A cidade como descoberta do processo criativo



Por Alexandre Lucas* 

Descobrir a cidade, mergulhar na umidade dos espaços desconhecidos e na aridez do concreto e do asfalto, desconstruir os percursos e a cronologia das notícias oficiais, beber do subterrâneo dos anônimos e dos excluídos. Criar novos mapas da cidade a partir do afeto e das paisagens marcada pelas invisibilidades. 

Dialogar com o estranho e as suas estranhezas. Caminhar sem percursos traçados.  Perceber a urbanização e repensar a partir da utopia. Ver a cidade para além do visível, anotar os seus contrastes e desenhar os seus tumores urbanísticos. Descobrir a arquitetura, a urbanização e a arte, sem os arquitetos, urbanistas e artistas, sem as bulas e os relatórios, frios e distantes dos sorrisos e das dores, mas sem também desprezar a sapiência dos arquitetos, urbanistas e artistas e rasgar a pesquisa.

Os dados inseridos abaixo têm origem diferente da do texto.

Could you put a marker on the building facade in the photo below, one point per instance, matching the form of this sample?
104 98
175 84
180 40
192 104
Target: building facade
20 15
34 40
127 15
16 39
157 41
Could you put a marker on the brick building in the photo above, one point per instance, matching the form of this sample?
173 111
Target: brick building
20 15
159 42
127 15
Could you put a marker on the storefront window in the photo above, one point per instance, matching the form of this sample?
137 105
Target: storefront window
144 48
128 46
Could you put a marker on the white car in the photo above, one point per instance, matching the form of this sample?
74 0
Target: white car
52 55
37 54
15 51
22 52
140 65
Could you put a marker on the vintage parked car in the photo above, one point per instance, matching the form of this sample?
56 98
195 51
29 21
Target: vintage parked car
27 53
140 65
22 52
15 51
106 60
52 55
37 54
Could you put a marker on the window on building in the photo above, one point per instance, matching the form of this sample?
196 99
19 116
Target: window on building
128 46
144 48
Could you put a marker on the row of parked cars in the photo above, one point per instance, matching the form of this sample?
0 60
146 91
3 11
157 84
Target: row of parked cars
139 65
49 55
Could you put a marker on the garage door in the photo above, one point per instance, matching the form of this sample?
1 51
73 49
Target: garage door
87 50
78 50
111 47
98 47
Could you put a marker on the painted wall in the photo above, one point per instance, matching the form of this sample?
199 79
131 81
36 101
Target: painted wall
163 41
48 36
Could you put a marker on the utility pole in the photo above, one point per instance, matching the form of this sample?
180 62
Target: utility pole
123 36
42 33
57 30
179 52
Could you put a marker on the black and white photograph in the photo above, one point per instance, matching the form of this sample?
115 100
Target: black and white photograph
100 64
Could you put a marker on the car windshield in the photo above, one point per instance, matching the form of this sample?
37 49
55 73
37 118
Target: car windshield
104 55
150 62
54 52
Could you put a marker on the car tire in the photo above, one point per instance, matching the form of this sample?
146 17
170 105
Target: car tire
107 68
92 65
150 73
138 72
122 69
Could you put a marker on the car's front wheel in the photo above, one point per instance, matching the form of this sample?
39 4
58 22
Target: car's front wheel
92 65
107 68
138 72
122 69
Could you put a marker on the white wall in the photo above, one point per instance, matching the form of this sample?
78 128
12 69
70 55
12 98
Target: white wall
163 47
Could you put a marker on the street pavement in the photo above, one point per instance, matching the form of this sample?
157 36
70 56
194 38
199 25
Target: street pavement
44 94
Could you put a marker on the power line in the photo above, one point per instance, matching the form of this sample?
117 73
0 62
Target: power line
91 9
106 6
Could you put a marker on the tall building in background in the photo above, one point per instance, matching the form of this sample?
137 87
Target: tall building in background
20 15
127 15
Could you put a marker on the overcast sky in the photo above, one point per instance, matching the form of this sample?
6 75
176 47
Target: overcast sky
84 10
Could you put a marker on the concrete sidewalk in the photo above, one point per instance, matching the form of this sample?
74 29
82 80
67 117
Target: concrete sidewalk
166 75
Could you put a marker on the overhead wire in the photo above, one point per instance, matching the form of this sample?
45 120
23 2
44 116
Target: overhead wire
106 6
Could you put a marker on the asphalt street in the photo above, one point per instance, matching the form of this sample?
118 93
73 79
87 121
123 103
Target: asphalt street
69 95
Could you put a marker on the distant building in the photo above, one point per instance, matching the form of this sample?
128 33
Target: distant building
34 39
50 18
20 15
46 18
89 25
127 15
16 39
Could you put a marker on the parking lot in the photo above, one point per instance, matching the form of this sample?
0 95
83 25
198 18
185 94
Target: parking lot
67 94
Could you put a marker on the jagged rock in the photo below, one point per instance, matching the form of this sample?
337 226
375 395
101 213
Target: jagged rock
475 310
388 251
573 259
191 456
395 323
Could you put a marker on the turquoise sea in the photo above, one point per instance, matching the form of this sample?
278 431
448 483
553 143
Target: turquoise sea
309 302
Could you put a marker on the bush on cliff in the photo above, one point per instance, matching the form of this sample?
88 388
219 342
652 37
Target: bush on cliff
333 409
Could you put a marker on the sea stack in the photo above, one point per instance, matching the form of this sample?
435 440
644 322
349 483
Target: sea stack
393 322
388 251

Traçar linhas imaginárias e tecer costuras nas asperezas urbanísticas pode possibilitar repensar caminhos e as caminhadas.    

Imergir na cidade é redescobri-la e ao mesmo tempo se desvendar dos condomínios, das franquias, dos shoppings center, da padronização, dos veículos de comunicação de massa, da natureza industrializada, da descaracterização das identidades culturais.

É perceber o fluxo do capital, onde ele inunda e desaparece. 

À deriva na cidade, é ativamento de percepções, é entrar num labirinto para decifrá-lo e ressignificar a partir da relação psíquica e espacial. O contexto e o contato têm temperatura, textura, sonoridade, movimento, velocidade, particularidade. Esses elementos servem para ampliar o imaginário e o repertório simbólico essencial para a produção estética e artística. 

A cidade é dispositivo para instigar o processo criativo. No seu tecido social expõe e guarda diversos textos com profundidade poética e social, recheados de memórias, paisagens culturais, conflitos, territórios, lugares e múltiplas narrativas. 

É o corpo político que atravessa a cidade e que ao mesmo tempo é atravessado pela mesma cidade, num processo permanente e dialético de construção e reconstrução do olhar.   

À deriva é uma possibilidade de construir mosaicos para pensar simbolicamente a vida e a cidade. Entretanto, ela é incapaz ir às raízes para entender a complexidade e a profundidade da cidade na contemporaneidade, dentro da sua dinâmica e produção do espaço urbano indissociável da relação com modo de produção e da luta de classes.   

*Pedagogo, integrante do Coletivo Camaradas e atual presidente do Conselho Municipal de Políticas Culturais do Crato/CE.